Interwar Lithuanian postage stamp blueprints
The first postage stamps appeared in Lithuania in the 19th century. together with the postage stamps of Tsarist Russia. At the same time, the stamps of the German Empire were used in Lithuania Minor. During the First World War, it was the Germans who began to stamp letters with the word "Lithuania", thus Lithuania entered world philately.

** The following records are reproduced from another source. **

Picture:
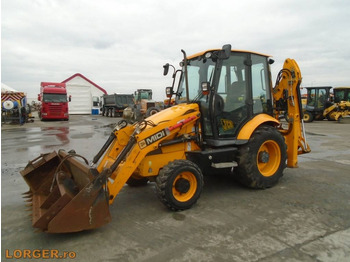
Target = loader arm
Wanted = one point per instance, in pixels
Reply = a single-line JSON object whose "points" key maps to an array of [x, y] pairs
{"points": [[287, 102], [133, 143]]}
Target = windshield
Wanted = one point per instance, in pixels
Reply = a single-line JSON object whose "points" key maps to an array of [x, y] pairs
{"points": [[145, 95], [55, 98], [199, 70]]}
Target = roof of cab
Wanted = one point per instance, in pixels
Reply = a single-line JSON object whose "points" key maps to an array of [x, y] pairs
{"points": [[233, 50]]}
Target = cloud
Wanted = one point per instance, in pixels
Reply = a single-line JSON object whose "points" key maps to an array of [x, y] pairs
{"points": [[122, 45]]}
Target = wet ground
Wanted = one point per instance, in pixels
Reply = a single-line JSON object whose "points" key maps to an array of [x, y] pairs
{"points": [[306, 217]]}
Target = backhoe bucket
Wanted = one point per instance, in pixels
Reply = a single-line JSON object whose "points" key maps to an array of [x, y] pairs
{"points": [[65, 195]]}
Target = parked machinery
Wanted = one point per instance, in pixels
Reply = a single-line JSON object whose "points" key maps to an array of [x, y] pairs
{"points": [[114, 105], [320, 103], [225, 119]]}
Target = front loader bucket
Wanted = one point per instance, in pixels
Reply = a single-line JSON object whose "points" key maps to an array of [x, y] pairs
{"points": [[65, 194]]}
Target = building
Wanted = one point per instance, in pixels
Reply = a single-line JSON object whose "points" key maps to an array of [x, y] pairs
{"points": [[85, 95]]}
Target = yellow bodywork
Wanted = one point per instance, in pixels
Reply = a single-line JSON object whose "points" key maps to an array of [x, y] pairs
{"points": [[294, 134], [138, 162], [169, 148]]}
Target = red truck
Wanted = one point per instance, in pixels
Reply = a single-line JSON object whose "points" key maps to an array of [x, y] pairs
{"points": [[54, 102]]}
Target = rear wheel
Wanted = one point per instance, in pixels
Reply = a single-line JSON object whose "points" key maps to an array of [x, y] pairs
{"points": [[308, 117], [179, 184], [262, 160]]}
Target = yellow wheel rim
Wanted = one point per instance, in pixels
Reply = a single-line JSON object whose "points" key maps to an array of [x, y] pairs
{"points": [[184, 186], [269, 158]]}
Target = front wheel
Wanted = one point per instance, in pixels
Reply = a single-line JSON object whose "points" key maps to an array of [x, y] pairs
{"points": [[308, 117], [179, 184], [262, 160]]}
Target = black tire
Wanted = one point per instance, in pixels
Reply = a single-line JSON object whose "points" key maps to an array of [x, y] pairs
{"points": [[308, 117], [136, 182], [262, 160], [330, 116], [151, 111], [179, 184]]}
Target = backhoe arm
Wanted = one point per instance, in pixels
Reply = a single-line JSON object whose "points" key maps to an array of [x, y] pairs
{"points": [[287, 101]]}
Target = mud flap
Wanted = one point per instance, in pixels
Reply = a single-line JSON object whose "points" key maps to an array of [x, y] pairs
{"points": [[66, 195]]}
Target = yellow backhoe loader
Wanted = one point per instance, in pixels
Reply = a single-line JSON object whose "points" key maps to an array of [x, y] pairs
{"points": [[226, 118]]}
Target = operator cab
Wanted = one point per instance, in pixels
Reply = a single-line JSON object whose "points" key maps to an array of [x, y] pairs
{"points": [[230, 87]]}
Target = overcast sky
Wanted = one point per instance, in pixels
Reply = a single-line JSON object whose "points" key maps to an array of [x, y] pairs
{"points": [[121, 45]]}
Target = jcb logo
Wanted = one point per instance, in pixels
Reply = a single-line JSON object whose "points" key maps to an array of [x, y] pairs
{"points": [[153, 138]]}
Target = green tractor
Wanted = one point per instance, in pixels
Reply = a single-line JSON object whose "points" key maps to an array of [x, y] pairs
{"points": [[320, 104]]}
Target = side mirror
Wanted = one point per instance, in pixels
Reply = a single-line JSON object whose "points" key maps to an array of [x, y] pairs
{"points": [[205, 88], [166, 69], [169, 92], [225, 52]]}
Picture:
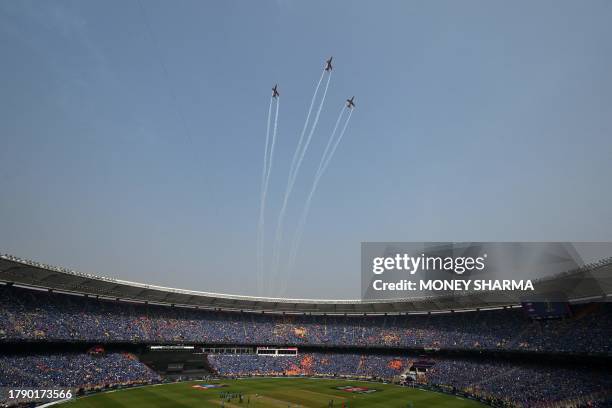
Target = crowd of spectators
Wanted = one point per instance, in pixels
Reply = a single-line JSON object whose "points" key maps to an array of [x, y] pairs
{"points": [[516, 384], [355, 365], [30, 315], [72, 371]]}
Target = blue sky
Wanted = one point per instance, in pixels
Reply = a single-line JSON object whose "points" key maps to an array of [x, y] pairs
{"points": [[132, 133]]}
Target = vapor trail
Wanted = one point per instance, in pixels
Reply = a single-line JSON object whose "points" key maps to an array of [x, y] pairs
{"points": [[291, 182], [325, 160], [301, 139], [260, 224]]}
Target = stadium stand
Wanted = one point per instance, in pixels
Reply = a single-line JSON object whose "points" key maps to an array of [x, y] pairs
{"points": [[23, 318], [43, 331]]}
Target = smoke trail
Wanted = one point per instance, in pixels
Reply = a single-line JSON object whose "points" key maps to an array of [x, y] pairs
{"points": [[312, 129], [325, 160], [301, 139], [290, 184], [260, 224]]}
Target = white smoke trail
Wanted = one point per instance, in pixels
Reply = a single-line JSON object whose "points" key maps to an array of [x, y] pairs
{"points": [[301, 139], [260, 224], [312, 129], [325, 160], [290, 184]]}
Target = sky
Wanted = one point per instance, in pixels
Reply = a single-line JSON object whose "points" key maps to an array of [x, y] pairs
{"points": [[132, 132]]}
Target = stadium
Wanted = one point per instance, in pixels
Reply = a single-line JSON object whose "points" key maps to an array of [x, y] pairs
{"points": [[91, 335], [305, 204]]}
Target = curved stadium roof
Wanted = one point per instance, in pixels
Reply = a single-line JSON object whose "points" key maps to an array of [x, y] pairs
{"points": [[595, 282]]}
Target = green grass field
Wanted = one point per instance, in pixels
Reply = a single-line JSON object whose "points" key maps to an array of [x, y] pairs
{"points": [[272, 392]]}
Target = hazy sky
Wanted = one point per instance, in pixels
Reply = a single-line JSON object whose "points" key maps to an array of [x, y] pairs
{"points": [[131, 134]]}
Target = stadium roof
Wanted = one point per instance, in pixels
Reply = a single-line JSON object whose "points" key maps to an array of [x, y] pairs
{"points": [[591, 282]]}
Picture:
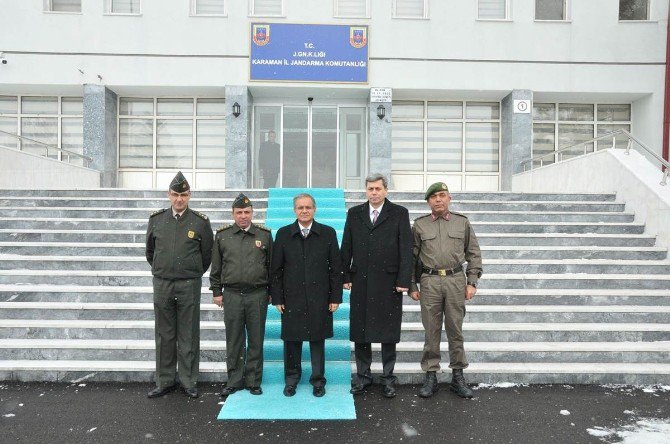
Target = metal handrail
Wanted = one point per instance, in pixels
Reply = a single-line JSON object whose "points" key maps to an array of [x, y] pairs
{"points": [[613, 134], [87, 160]]}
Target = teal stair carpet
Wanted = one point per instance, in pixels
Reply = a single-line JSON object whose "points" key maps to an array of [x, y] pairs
{"points": [[272, 404]]}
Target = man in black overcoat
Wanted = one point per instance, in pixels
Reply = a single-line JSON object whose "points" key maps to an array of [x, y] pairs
{"points": [[306, 288], [377, 260]]}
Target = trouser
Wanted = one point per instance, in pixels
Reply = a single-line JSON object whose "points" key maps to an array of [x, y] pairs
{"points": [[177, 321], [293, 358], [363, 353], [244, 316], [443, 298]]}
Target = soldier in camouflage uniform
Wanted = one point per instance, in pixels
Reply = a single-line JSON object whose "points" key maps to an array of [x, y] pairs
{"points": [[240, 278], [179, 249], [443, 242]]}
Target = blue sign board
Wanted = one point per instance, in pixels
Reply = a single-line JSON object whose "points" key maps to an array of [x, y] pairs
{"points": [[309, 53]]}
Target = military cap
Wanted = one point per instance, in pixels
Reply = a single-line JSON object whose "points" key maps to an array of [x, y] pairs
{"points": [[434, 188], [179, 184], [242, 201]]}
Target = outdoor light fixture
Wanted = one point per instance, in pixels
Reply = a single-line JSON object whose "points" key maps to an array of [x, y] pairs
{"points": [[381, 111]]}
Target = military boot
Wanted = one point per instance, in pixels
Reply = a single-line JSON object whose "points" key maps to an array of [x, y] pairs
{"points": [[458, 384], [430, 386]]}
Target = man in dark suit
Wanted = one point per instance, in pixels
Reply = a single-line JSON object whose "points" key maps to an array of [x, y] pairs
{"points": [[377, 260], [306, 289]]}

During the restoration of the independence of the Republic of Lithuania, the Government addressed requests to Germany to reprint some German postage stamps with the inscription of its Republic, but received a negative response. The first postage stamps of independent Lithuania - the so-called "whites" - were issued during Christmas 1918. They were released in a hurry after the German military administration announced that the Oberost post offices would stop serving the civilian population. On the night of December 25 to 26 in Vilnius, at the Martynas Kukta printing house, the first Lithuanian postage stamps, modestly printed on newspaper paper, announced to the world the existence of a new state - Lithuania. There was no project of the artist, so it was decided to compose the characters from a printed font. The letter "o" is applied to the frame of the sign. When the letter "ų" was missing in the collection, an inverted "h" and an inverted French "ń" were used. The font was so battered that each sign came out very distinctive, different. Most of the circulation was redeemed by German soldiers sent for letters, as well as savvy German merchants. Already a few years later, these stamps became a huge rarity and even began to be counterfeited. After the occupation of the Vilnius region by Poland, the postage stamps of “Central Lithuania” (Polish: Litwa Srodkowa) were used there, and after the annexation of the region to Poland, the postage stamps of Poland were used.

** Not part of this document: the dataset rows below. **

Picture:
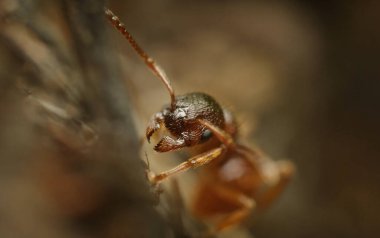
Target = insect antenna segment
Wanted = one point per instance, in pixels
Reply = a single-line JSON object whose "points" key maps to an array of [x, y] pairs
{"points": [[157, 70]]}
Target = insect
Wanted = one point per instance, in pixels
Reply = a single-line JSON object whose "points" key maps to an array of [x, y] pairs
{"points": [[237, 179]]}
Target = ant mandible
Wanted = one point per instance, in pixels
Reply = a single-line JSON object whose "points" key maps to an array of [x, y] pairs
{"points": [[236, 179]]}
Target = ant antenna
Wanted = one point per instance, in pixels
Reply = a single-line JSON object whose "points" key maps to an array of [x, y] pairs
{"points": [[157, 70]]}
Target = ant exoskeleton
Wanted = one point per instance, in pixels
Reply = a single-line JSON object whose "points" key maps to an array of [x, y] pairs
{"points": [[236, 179]]}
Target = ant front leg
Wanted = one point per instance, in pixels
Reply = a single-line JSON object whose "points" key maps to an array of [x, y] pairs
{"points": [[193, 162]]}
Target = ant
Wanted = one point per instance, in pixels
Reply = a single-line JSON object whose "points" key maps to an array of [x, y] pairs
{"points": [[237, 179]]}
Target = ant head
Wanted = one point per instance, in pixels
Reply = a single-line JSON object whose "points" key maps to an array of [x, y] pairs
{"points": [[182, 117], [183, 123]]}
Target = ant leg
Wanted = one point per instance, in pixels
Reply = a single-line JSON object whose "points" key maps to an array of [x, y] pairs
{"points": [[154, 124], [193, 162], [222, 136], [279, 176], [245, 203]]}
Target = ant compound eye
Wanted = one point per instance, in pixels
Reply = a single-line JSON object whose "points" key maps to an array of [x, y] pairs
{"points": [[206, 135]]}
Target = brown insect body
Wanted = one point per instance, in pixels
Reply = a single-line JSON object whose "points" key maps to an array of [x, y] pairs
{"points": [[236, 179], [182, 121]]}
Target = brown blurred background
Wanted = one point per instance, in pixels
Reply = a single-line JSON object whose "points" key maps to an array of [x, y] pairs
{"points": [[302, 78]]}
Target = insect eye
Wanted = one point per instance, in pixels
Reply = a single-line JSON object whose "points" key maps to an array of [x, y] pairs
{"points": [[206, 135]]}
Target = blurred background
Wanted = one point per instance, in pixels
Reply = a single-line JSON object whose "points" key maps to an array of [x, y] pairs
{"points": [[302, 78]]}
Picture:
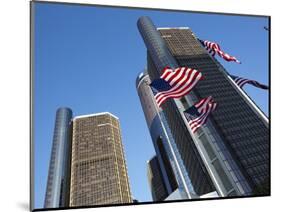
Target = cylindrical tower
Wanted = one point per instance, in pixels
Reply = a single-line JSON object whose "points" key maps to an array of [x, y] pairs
{"points": [[57, 192], [207, 153]]}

Despite the first difficulties, stamp publishing in Lithuania developed rapidly. Merchants of German philately became interested in Lithuanian stamps, and American Lithuanians also started selling them. The signs were quite artistic, small in circulation, and quickly gained prestige in global philatelic catalogs. They were created by the best Lithuanian artists A. Varnas, A. Žmuidzinavičius, J. Buračas, A. Galdikas, A. Bučas, J. Burba, V. Dobužinskis, P. Galaunė, V. Jomantas, P. Rimša, J. Steponavičius, K Šimonis, D. Tarabildienė and other artists. The authors of some of the stamps are still unknown today. The post-war post office archives of the Lithuanian Ministry of Transport and Communications were severely damaged, with some falling into private hands and some leaving Lithuania. The Trakai History Museum houses about 40 unique interwar Lithuanian postage stamp projects. According to some, stamps were issued, and some remained only projects.